In agriculture, competitiveness is sometimes used to refer to when a product has the absolute advantage of the other for being produced cheaply. The competitiveness of Kenya’s tea industry is critical to the country’s economy. Tea remains the leading agricultural export produce, with data from Central Bank of Kenya showing that it raked in Sh80 billion in the first half of this year ahead of horticulture and coffee which traded volumes worth Sh55 billion and Sh23 billion respectively during the same period. A vibrant tea sector is itself a contributor to political, economic and social stability by providing a livelihood for many rural dwellers, especially women.
Kenya’s tea production stood at about 550,000 metric tonnes last year. Out of this, the more than half a million small-scale tea farmers in the country contribute over 60 per cent of tea production in the country, while the balance is from large-scale owners and multinational companies. The share of Kenya’s tea export is roughly 30 per cent of international black tea trade, followed by Sri Lanka and India that have 21 and 15 per cent market share respectively.
Despite Kenya holding nearly one-third of the black CTC tea market and enjoying relatively attractive prices in the recent past, the tea industry is still subject to volatility and long-term price pressures.

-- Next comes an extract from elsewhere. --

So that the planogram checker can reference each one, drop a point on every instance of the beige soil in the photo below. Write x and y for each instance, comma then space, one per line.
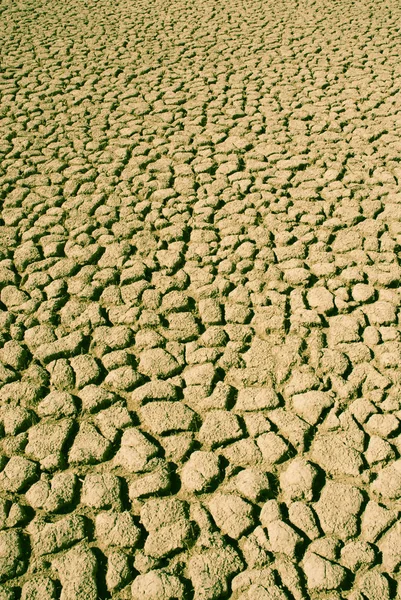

For instance, Kenya’s tea is still less valued than Sri Lanka’s. This has been occasioned by the fact that Sri Lanka adds more value to their tea between auction and port compared to other tea-producing nations. Furthermore, Sri Lanka has diversified beyond the traditional black CTC tea product to Orthodox tea, 90 to 92 per cent of which is exported. Ninety percent of Sri Lanka’s exports are in packet form for eventual consumption as loose tea, or in bulk shipments, most of which is further processed, blended or packaged offshore. This is a demonstration that Kenya should now re-evaluate its strategies and focus its attention on value addition and diversification in order to remain competitive.
The emergence of new entrants into the global tea production and trade such as Vietnam, Rwanda and Malawi that seems to enjoy a comparative advantage in factor conditions means that Kenya is set to face stiffer price competition. To become more competitive, Kenya’s tea industry must build on its historic strengths, develop its own brands, forge marketing alliances and move closer to the end-consumer in its target markets. If these strategies are used, it shall help to shield the industry from price volatility while creating value in the market.
Kenya’s tea industry must continue to devise strategies for repositioning the industry in world markets. To achieve this, Tea Board of Kenya jointly with other key players like KTDA and EATTA will have to undertake consumer research, market development, provide efficient logistics, and streamline the import and export procedures to be efficient.